I don't really catch the physical picture of it, I just hope for some mathematical examples that can illustrate this. Thank you

 

[CompuChip]

Well, suppose that $$\left| a \rangle$$ is an eigenvector to an operator  with eigenvalue $a$, that is:
$$\hat A \left| a \rangle = a \left| a \rangle$$.
Then of course, since scalars commute with any operator,
$$\hat A \left( \lambda \left| a \rangle \right) = \lambda \left( \hat A \left| a \rangle \right) = \lambda \left( a \left| a \rangle \right) = a \left( \lambda \left| a \rangle \right)$$.
So as you see, $$\lambda \left| a \rangle$$ is also an eigenvector for the same eigenvalue, for any (complex) number lambda. But other than that, the eigenvector is really unique, that is, if
$$\hat A \left| a' \rangle = a \left| a' \rangle$$
then |a'> cannot be anything different than a multiple of |a>.

This is what is meant by "unique up to a constant factor", which is enough since in QM, the pre-factor doesn't carry any physical meaning anyway (we normally just use it for convenience, e.g. to normalize eigenkets).

 

[malawi_glenn]

There is a complex (global-)phase: exp(i*phi), cos' we deal with complex numbers. And as convention we often we often taken phi = 0, so exp(i phi) = 1.
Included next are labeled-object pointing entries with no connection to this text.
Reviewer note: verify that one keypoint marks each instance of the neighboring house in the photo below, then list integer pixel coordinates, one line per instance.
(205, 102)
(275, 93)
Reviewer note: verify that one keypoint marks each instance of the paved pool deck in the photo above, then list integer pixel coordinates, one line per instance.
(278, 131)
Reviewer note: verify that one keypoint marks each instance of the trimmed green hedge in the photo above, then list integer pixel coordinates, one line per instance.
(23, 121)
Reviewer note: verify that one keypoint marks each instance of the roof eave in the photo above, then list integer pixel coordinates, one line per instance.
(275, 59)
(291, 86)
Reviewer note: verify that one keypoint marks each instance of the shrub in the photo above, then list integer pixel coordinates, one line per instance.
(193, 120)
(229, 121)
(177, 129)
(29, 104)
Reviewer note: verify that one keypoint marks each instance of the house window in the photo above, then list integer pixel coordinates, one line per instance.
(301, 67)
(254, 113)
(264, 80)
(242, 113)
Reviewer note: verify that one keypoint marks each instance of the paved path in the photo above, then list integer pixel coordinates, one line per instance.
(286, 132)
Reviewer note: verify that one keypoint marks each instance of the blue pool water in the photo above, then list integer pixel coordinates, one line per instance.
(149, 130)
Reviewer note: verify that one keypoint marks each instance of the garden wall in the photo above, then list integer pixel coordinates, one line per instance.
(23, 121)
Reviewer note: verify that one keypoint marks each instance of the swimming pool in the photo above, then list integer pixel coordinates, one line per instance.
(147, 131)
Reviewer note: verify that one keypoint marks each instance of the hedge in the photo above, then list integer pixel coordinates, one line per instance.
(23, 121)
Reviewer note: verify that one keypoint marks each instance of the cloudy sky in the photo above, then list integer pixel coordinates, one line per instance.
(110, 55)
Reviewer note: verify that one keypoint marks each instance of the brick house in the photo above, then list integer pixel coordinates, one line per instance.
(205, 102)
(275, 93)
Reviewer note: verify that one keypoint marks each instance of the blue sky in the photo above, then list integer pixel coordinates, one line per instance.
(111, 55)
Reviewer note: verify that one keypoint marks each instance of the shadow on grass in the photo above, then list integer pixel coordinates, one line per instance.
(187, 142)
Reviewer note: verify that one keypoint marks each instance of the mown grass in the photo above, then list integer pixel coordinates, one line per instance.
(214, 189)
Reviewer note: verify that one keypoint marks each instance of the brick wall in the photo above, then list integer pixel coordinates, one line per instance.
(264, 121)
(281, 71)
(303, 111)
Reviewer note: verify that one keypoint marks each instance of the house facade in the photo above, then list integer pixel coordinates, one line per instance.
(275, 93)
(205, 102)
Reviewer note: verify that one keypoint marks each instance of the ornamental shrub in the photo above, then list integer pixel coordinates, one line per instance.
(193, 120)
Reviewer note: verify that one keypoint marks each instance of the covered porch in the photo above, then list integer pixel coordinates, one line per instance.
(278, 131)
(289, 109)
Is that what you looked for? You can see an example of this in Sakurai "modern QM" chapter 1 in discussion of Sx and Sy and their eigen-vectors.

 

[cks]

Thank you CompuChip,

I understand now. Really appreciate that.

 

[dextercioby]

quote: >>the pre-factor doesn't carry any physical meaning anyway (we normally just use it for convenience, e.g. to normalize eigenkets).<<

Actually this phase freedom of vectors is of crucial importance when it comes to describing symmetries in QM.